PHOTO: Anna Gristina, Jaynie Baker, call girl ringPlaySplash/AP
WATCH Alleged Madam's Accomplice Free on Bail

The alleged accomplice of accused "Millionaire Madam" Anna Gristina surrendered to police today, pleaded not guilty in court and was released on a pre-arranged $100,000 bail.

Jaynie Mae Baker, 30, was vacationing in Cabo San Lucas, Mexico, when friends informed her that reporters were camped out at her Brooklyn, N.Y., apartment, her lawyer Robert Gottlieb said. Baker contacted her attorney and volunteered to turn herself in, Gottlieb said.

She flew back to New York on Saturday night. When she arrived at Newark Airport, she was detained by Customs, but an official from the Manhattan District Attorney's office arranged for her release, according to Gottleib.

Baker turned herself in this morning as planned and appeared in a Manhattan court at an arraignment hearing this afternoon on one charge of promoting prostitution in the third degree. Her bail was set at $100,000, an amount which she had already secured, backed by a friend's property.

She will appear in court again on March 27.
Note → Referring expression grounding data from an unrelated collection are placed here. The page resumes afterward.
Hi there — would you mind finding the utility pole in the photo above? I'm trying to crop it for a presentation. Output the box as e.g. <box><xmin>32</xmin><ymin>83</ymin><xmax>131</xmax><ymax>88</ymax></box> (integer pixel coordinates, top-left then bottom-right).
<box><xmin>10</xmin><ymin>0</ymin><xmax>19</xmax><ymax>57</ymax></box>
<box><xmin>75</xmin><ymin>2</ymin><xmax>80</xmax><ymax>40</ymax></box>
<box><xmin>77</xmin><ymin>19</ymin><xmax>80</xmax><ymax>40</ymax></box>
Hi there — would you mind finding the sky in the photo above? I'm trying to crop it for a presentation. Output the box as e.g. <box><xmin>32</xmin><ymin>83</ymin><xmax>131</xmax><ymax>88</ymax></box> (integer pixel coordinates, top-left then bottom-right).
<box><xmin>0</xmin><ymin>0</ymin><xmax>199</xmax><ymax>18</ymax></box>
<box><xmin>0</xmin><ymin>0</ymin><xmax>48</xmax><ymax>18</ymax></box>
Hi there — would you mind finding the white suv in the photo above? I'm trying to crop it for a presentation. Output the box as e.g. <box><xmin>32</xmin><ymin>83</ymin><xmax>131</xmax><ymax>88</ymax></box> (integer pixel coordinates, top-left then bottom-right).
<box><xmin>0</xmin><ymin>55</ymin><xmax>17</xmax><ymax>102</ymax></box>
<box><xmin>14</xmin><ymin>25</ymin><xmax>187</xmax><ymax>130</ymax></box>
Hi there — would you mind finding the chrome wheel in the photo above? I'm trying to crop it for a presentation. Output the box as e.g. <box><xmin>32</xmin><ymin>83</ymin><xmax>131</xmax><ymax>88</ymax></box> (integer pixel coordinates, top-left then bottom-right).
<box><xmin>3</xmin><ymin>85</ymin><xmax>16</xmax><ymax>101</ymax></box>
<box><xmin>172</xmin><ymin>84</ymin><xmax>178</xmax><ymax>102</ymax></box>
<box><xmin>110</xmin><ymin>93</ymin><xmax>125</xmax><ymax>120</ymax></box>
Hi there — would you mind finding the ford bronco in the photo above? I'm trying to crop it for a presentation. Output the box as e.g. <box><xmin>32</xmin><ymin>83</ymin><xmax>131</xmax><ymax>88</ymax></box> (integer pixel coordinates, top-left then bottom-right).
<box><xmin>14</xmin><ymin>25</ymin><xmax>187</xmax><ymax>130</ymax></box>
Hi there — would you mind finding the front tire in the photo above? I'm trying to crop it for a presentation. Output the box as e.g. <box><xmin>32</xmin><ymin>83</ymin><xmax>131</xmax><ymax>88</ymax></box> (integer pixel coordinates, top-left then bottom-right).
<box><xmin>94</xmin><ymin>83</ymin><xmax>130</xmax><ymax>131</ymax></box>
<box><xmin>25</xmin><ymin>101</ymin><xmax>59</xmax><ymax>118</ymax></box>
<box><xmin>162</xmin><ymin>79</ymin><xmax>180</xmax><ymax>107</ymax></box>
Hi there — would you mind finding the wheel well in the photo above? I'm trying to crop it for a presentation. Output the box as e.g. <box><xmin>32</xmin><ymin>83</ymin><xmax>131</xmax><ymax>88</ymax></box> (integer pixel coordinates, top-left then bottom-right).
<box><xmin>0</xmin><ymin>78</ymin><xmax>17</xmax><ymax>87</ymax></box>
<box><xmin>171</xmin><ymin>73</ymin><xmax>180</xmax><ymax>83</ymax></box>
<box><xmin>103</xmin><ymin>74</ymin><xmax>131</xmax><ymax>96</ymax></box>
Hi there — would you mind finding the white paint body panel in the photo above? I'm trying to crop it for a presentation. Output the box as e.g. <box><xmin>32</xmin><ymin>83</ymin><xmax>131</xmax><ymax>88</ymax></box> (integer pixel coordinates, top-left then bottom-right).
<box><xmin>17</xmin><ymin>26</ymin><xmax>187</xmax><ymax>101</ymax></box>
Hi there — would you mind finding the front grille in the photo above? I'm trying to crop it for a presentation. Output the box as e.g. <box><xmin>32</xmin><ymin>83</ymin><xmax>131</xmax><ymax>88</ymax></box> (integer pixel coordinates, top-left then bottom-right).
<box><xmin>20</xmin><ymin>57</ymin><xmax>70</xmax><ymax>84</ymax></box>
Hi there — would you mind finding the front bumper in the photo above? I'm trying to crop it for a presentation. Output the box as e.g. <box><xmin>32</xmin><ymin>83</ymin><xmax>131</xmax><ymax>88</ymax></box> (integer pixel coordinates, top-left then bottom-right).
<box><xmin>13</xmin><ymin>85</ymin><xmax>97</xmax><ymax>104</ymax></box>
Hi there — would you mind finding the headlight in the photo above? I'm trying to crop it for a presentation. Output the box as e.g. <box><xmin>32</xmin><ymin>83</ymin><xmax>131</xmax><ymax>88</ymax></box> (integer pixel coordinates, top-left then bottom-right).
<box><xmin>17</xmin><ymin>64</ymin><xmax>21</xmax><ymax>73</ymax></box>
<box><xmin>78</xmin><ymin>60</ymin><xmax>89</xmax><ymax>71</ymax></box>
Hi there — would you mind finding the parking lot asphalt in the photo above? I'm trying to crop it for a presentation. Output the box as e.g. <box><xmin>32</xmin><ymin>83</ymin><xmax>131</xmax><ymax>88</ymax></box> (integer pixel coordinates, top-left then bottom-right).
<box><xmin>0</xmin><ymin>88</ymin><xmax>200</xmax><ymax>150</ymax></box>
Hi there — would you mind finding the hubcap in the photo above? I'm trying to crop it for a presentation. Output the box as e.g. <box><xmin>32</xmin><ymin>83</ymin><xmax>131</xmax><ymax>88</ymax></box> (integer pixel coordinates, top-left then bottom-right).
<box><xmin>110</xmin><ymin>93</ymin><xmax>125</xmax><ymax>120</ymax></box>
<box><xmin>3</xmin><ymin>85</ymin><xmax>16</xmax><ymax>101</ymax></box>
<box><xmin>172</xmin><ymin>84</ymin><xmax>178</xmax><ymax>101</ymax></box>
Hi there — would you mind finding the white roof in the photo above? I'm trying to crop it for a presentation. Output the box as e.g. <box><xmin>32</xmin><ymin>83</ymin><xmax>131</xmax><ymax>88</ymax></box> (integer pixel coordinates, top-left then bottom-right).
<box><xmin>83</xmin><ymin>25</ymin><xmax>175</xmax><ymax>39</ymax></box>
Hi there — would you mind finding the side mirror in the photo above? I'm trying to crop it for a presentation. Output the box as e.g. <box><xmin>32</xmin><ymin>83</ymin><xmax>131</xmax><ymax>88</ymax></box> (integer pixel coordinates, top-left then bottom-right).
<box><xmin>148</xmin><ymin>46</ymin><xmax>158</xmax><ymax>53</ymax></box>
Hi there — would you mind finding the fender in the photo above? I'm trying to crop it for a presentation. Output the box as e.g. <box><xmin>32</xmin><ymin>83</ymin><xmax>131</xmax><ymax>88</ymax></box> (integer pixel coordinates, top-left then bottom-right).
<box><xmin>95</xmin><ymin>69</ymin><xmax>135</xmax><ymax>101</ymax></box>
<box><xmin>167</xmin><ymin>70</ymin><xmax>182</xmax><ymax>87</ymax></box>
Baker was indicted last week along with Gristina. Gristina is accused of using a Manhattan townhouse for prostitution and was heard bragging on wire taps that her clients included wealthy people as well as powerful members of law enforcement, according to court documents.

Baker is suspected of using her connections among Manhattan's wealthy and well place society to help Gristina build her client list.
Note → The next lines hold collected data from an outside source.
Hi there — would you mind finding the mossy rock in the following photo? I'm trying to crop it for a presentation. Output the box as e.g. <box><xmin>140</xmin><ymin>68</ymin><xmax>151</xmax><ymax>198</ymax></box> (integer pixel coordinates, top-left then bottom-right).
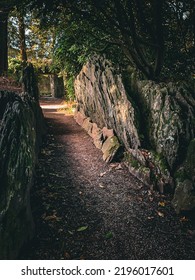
<box><xmin>124</xmin><ymin>152</ymin><xmax>141</xmax><ymax>169</ymax></box>
<box><xmin>172</xmin><ymin>139</ymin><xmax>195</xmax><ymax>213</ymax></box>
<box><xmin>174</xmin><ymin>139</ymin><xmax>195</xmax><ymax>183</ymax></box>
<box><xmin>102</xmin><ymin>136</ymin><xmax>121</xmax><ymax>163</ymax></box>
<box><xmin>172</xmin><ymin>180</ymin><xmax>195</xmax><ymax>213</ymax></box>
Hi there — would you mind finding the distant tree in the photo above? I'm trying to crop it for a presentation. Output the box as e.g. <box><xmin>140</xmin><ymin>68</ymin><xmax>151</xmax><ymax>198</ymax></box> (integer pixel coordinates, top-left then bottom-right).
<box><xmin>0</xmin><ymin>1</ymin><xmax>13</xmax><ymax>75</ymax></box>
<box><xmin>0</xmin><ymin>0</ymin><xmax>26</xmax><ymax>75</ymax></box>
<box><xmin>17</xmin><ymin>8</ymin><xmax>27</xmax><ymax>62</ymax></box>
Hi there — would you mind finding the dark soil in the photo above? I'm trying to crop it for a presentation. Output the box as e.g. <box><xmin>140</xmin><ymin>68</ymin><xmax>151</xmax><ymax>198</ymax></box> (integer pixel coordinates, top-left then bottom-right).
<box><xmin>20</xmin><ymin>98</ymin><xmax>195</xmax><ymax>260</ymax></box>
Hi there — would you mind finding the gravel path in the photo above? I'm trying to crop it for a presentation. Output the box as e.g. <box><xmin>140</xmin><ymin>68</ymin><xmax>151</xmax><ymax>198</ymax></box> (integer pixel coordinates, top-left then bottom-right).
<box><xmin>20</xmin><ymin>98</ymin><xmax>195</xmax><ymax>260</ymax></box>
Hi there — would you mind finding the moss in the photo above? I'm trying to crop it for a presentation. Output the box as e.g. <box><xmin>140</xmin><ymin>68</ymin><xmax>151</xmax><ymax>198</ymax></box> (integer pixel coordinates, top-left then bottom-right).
<box><xmin>124</xmin><ymin>152</ymin><xmax>141</xmax><ymax>169</ymax></box>
<box><xmin>150</xmin><ymin>151</ymin><xmax>169</xmax><ymax>173</ymax></box>
<box><xmin>140</xmin><ymin>166</ymin><xmax>150</xmax><ymax>175</ymax></box>
<box><xmin>174</xmin><ymin>168</ymin><xmax>188</xmax><ymax>183</ymax></box>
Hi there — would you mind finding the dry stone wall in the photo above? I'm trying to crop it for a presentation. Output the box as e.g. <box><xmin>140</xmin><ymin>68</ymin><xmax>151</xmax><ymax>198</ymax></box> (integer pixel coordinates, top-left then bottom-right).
<box><xmin>74</xmin><ymin>111</ymin><xmax>121</xmax><ymax>162</ymax></box>
<box><xmin>74</xmin><ymin>55</ymin><xmax>195</xmax><ymax>213</ymax></box>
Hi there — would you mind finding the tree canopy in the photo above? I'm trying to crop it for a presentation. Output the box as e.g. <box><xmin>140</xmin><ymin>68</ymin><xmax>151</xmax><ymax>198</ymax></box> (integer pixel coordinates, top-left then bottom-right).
<box><xmin>1</xmin><ymin>0</ymin><xmax>195</xmax><ymax>81</ymax></box>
If convicted, Baker faces up to seven years in prison.

Gristina, 44, was back in court Monday when a judge looked at her finances to determine whether she should receive a court-paid defense. The hearing will continue on Thursday. The so-called "Millionaire Madam" insists she is broke.

Gristina, who is a British citizen, has four children and lives in Monroe, N.Y., with husband Kelvin Gorr. She remains in jail, held on a $2 million bond.

Earlier this week, a lawyer for a woman named Irma Nici came forward to say that she worked as a call girl and that Gristina referred her clients.

Nici, who is originally from Bosnia, had a business relationship with Gristina for four to six years, lawyer Paul Jensen said.

"What I have been told is that Anna Gristina was providing prostitution services and would book Irma and other girls and that this took place over a period of years," Jensen told "Good Morning America."

Some of the clients included men who could afford to pay $2,000 an hour and "consisted of well-to-do and, in some cases, quite well-known individuals," Jensen said.